Liste rouge et enjeux de protection : le problème de l’Arche de Noé

La Liste rouge de l’UICN (L’Union Internationale pour la Conservation de la Nature) est un indicateur qui permet de suivre l’état de la biodiversité dans le monde. Grâce à cet état des lieux, on sait aujourd’hui qu’une espèce de mammifères sur quatre, un oiseau sur sept, plus d’un amphibien sur trois et un tiers des espèces de conifères sont menacés d’extinction mondiale. Ces chiffres alarmants touchent malheureusement de plus en plus d’espèces, et on peut se demander comment ces listes influencent les programmes de protection de la biodiversité. Joël White, enseignant-chercheur en écologie à l’université de Toulouse et Vice-Président d’ A Rocha France, s’est penché avec nous sur cette question.

© Bill Roque’s Images

Marie Pfund (M.P) : Bonjour Joël, est-ce qu’il existe aujourd’hui une priorisation de la protection des espèces animales en fonction des catégories de l’UICN ? Si oui, dans quelle mesure ?

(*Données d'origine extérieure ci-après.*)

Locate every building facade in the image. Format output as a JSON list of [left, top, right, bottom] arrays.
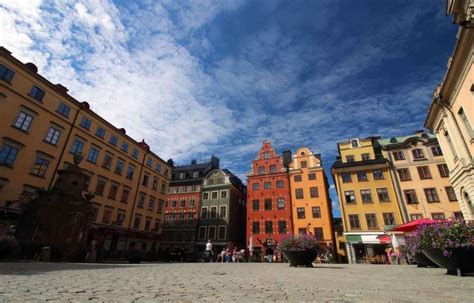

Joël White (J.W) : La liste rouge de l’UICN constitue un outil de référence pour connaître l’état de conservation global de nombreuses espèces animales et végétales. Elle dresse un inventaire en 9 catégories du niveau de menaces pesant sur chaque espèce (voir figure ci-dessus). Ce niveau de menace est évidemment l’un des critères utilisés lorsqu’il faut prioriser les actions de conservation : un habitat contenant de nombreuses espèces sur liste rouge peut être identifié comme étant à protéger en priorité. Cependant, les scientifiques pensent que d’autres critères doivent être pris en compte, tels que des critères phylogénétiques (l’espèce en question est-elle la seule de son groupe ou y a-t-il d’autres espèces qui lui sont apparentées ?) ou des critères fonctionnels (l’espèce en question a-t-elle une fonction spécifique ou est-elle particulièrement importante dans l’écosystème ?), comme les espèces dites « clés de voûte » ? Ce qui est certain, c’est qu’il est beaucoup plus utile de chercher à préserver des écosystèmes entiers abritant une diversité d’espèces que de se focaliser sur une espèce, quel que soit son degré de vulnérabilité.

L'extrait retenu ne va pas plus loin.